Reading and Leeds 2018 was an anti-pop dreamscape. Rex Orange County’s parma violet-sweet sound had so many people sat on shoulders, arms outspread, singing along to his breezy pop melodies with their lyrics of endless of optimism and insecurities. The brass section, owing to the R’n’B influences Alex O’Connor wears on his sleeve, added weight and memorability to his live performance. His trademark song ‘Loving is Easy’ welcomed a chorus of singing along, with friends and lovers dancing to its twinkling chorus. And then there was Brockhampton: arguably one of the most important – not to mention influential – collectives in the world. This all-American boyband is a lo-fi hip-hop collage created by the most exciting multidisciplinary creatives in the game. Founded by Kevin Abstract in a Kanye West forum, their music is undeniably the greatest thing since West’s emergence. Their infectious, irreplicable beats bear the torch for a new strain of rap; a new strain of band. Elusive, with the kind of mystique that creates undying passion in their followers, it was incredible that Reading and Leeds Fest was one of the first UK dates they have ever played. The hysteria was immense. You had the sense that everyone knew that this, right here, was what they had been waiting for. In their matching outfits – a typical boyband trope they somehow warp to their own ends – Brockhampton’s performance was lightning in a bottle. The kind of adulation they received was no less than what you’d expect for a boyband in the typical sense, not to mention the sense in which they have redefined it. Brockhampton, alone, were the perfect reason to go.

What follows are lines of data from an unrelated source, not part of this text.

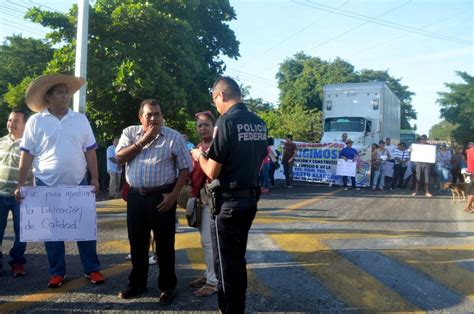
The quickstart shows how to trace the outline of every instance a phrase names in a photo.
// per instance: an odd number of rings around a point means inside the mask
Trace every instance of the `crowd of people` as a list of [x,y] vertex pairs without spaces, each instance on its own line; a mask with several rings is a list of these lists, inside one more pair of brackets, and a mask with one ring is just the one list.
[[[96,149],[98,147],[86,116],[69,108],[71,96],[85,80],[71,75],[43,75],[27,89],[26,103],[36,112],[15,109],[7,121],[8,134],[0,139],[0,245],[9,211],[13,216],[15,240],[9,252],[13,276],[26,275],[26,243],[20,241],[20,202],[22,187],[89,185],[99,191]],[[223,313],[243,313],[247,288],[245,252],[248,232],[257,212],[261,193],[275,186],[275,171],[283,165],[285,184],[293,187],[293,166],[297,145],[286,136],[280,153],[274,140],[267,137],[265,123],[242,103],[238,84],[229,77],[218,78],[212,86],[212,102],[220,113],[195,114],[200,141],[194,146],[183,134],[163,125],[162,104],[156,99],[143,100],[138,109],[139,125],[126,127],[107,149],[109,196],[121,195],[120,178],[125,171],[127,193],[127,233],[132,270],[119,298],[140,297],[147,291],[150,242],[159,267],[158,302],[169,305],[176,296],[175,232],[177,199],[185,184],[191,189],[187,212],[196,211],[206,264],[202,276],[189,286],[193,294],[205,297],[218,293]],[[342,135],[345,147],[339,158],[357,160],[353,141]],[[427,137],[417,142],[427,144]],[[474,172],[474,143],[464,152],[440,145],[434,166],[410,162],[411,147],[391,144],[390,138],[372,145],[371,188],[383,191],[384,169],[393,162],[391,189],[406,188],[409,167],[414,178],[414,193],[424,184],[425,196],[430,179],[441,187],[448,182],[465,184],[466,211],[473,211],[471,175]],[[242,162],[245,160],[246,162]],[[461,169],[467,167],[466,173]],[[90,180],[87,181],[87,172]],[[434,176],[433,176],[434,174]],[[465,178],[467,179],[465,182]],[[355,177],[343,177],[343,186]],[[153,237],[150,237],[153,234]],[[63,285],[66,275],[64,241],[44,243],[48,258],[48,287]],[[105,278],[96,249],[96,241],[77,241],[84,276],[92,284]],[[3,267],[0,251],[0,267]]]
[[[91,125],[84,114],[69,108],[72,95],[84,83],[80,77],[62,74],[35,79],[25,99],[36,113],[28,118],[26,112],[13,110],[7,122],[9,133],[0,139],[0,245],[11,211],[15,240],[10,265],[15,277],[26,275],[26,243],[20,241],[22,187],[89,185],[92,192],[99,191],[98,145]],[[216,120],[210,111],[196,113],[200,137],[196,147],[183,134],[163,125],[158,100],[146,99],[138,109],[140,124],[126,127],[107,149],[109,197],[121,195],[127,201],[132,263],[119,298],[137,298],[147,291],[149,265],[154,264],[148,252],[150,242],[154,242],[155,263],[160,270],[158,302],[173,302],[178,281],[177,199],[190,182],[186,207],[198,213],[206,271],[189,285],[197,288],[193,292],[197,297],[217,292],[223,313],[245,311],[248,231],[260,194],[274,184],[271,173],[278,153],[269,147],[263,120],[242,103],[240,87],[233,79],[220,77],[215,81],[212,102],[220,117]],[[120,189],[123,170],[126,194]],[[104,283],[96,241],[76,242],[84,276],[92,284]],[[64,241],[47,241],[44,246],[49,262],[48,287],[60,287],[66,276]],[[0,250],[1,267],[2,257]]]

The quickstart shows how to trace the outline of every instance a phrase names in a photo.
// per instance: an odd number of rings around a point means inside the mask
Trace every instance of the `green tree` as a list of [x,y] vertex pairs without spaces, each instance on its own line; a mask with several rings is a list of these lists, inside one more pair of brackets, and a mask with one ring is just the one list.
[[321,110],[324,85],[351,82],[356,75],[354,67],[340,58],[327,62],[298,52],[280,65],[276,78],[283,109],[302,105]]
[[455,124],[454,139],[466,143],[474,139],[474,77],[466,72],[457,71],[463,83],[445,83],[449,92],[439,92],[438,104],[441,117]]
[[[30,76],[43,73],[53,57],[51,45],[21,35],[6,37],[0,45],[0,121],[6,121],[14,107],[26,107],[25,89]],[[6,132],[2,123],[2,134]]]
[[[102,144],[137,123],[146,98],[161,101],[167,125],[186,130],[186,121],[208,108],[220,57],[239,56],[227,0],[97,0],[89,12],[86,112]],[[33,8],[27,16],[64,44],[47,71],[72,73],[77,7],[67,14]]]
[[285,138],[293,135],[295,141],[319,141],[322,134],[321,112],[307,110],[301,105],[288,109],[263,111],[259,116],[265,121],[269,136]]
[[301,104],[306,109],[322,110],[323,87],[326,84],[385,81],[401,101],[401,128],[410,129],[410,120],[416,119],[411,105],[413,92],[391,77],[387,71],[354,71],[350,63],[336,58],[333,62],[298,52],[286,59],[276,74],[280,89],[281,108]]
[[439,139],[442,141],[452,141],[454,139],[453,132],[455,129],[456,126],[454,124],[442,120],[431,127],[429,137],[431,139]]

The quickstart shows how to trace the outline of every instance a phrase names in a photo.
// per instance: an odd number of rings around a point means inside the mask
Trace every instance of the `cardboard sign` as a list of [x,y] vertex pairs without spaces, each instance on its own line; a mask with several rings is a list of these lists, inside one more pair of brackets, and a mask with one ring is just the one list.
[[382,173],[386,177],[393,177],[393,165],[391,161],[386,161],[382,164]]
[[337,160],[336,175],[355,177],[357,163],[353,160]]
[[87,185],[21,188],[20,241],[96,240],[93,189]]
[[410,161],[434,164],[436,161],[436,145],[411,144]]

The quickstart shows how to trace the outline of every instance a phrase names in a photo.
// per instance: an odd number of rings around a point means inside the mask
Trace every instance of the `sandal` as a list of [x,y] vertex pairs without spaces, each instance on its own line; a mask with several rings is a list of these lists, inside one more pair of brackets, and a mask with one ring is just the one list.
[[206,283],[204,286],[201,287],[201,289],[194,291],[193,294],[196,297],[207,297],[207,296],[210,296],[210,295],[212,295],[216,292],[217,292],[217,286],[216,285]]
[[206,277],[198,277],[189,283],[191,288],[201,288],[206,284]]

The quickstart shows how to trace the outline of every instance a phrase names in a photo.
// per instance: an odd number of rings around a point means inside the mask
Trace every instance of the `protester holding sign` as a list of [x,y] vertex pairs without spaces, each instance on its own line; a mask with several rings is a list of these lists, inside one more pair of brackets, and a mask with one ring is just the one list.
[[[27,116],[20,109],[14,109],[8,116],[8,134],[0,139],[0,269],[2,262],[2,242],[8,221],[8,212],[12,212],[15,240],[10,250],[10,266],[14,277],[26,274],[24,257],[26,243],[20,242],[20,203],[13,195],[18,184],[18,165],[20,162],[20,142],[25,130]],[[28,170],[28,184],[32,183],[31,171]]]
[[[339,158],[344,159],[344,161],[350,160],[351,162],[355,162],[355,159],[359,157],[359,153],[357,150],[352,148],[352,143],[354,143],[351,139],[348,139],[346,141],[346,147],[344,147],[340,153],[339,153]],[[356,189],[356,180],[355,180],[355,174],[354,176],[351,176],[351,182],[352,182],[352,188]],[[344,186],[344,190],[347,191],[347,180],[348,176],[342,176],[342,184]],[[357,188],[357,190],[360,190],[360,188]]]
[[423,134],[419,144],[412,144],[408,149],[411,153],[410,160],[416,162],[416,183],[415,192],[411,196],[416,196],[420,187],[421,174],[425,179],[425,196],[431,197],[429,191],[431,163],[436,160],[436,146],[426,144],[428,137]]
[[[99,191],[96,149],[98,147],[90,122],[82,113],[69,109],[71,96],[85,80],[72,75],[42,75],[26,90],[26,104],[36,113],[26,123],[20,144],[20,173],[17,200],[22,199],[20,187],[25,185],[28,169],[33,164],[37,186],[87,185]],[[77,241],[85,277],[93,284],[103,283],[96,241]],[[63,284],[66,273],[63,241],[45,242],[49,261],[48,287]]]

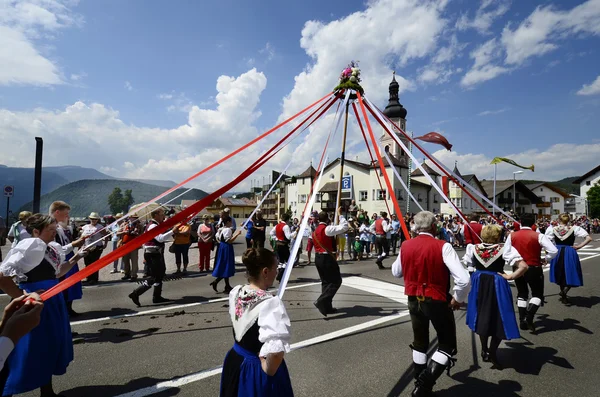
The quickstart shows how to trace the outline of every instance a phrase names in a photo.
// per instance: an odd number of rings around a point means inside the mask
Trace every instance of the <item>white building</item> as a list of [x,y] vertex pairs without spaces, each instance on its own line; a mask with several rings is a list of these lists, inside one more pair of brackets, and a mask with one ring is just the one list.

The weekend was crowned with Pulitzer Prize-winning Kendrick Lamar. The fine curtain of rain as night fell was a testament to the loyalty of Lamar’s army of fans. His music is smooth, prismatic and shaded with sensitivity and the kind of intellect that has earned him the laurel of being ‘King of New York’ – no small feat for a Compton boy. Bodies crushed with intensity at the front of the stage, clamouring to be close to the Bard of rap. The energy was unbelievable. Every beat drop left the audience swept away by a powerful surge of jumping bodies who, you could see, were having the time of their lives. Pulling the classic stunt of leaving the stage as if he was finished, Lamar left a lingering five minutes before he returned for his performance’s crescendo with ‘Bitch, Don’t Kill My Vibe’. An anthem. Although, among the sea of people, and on a colossal stage spurting fireworks and theatrics, Kendrick Lamar was strikingly small. The Main Stage often reminds you that the musical deities we worship are, in fact, just human beings, like the rest of us. It’s incredible just how far music can take you: Leeds Fest, and other festivals like it, are the manifestation of our culture that people believe in.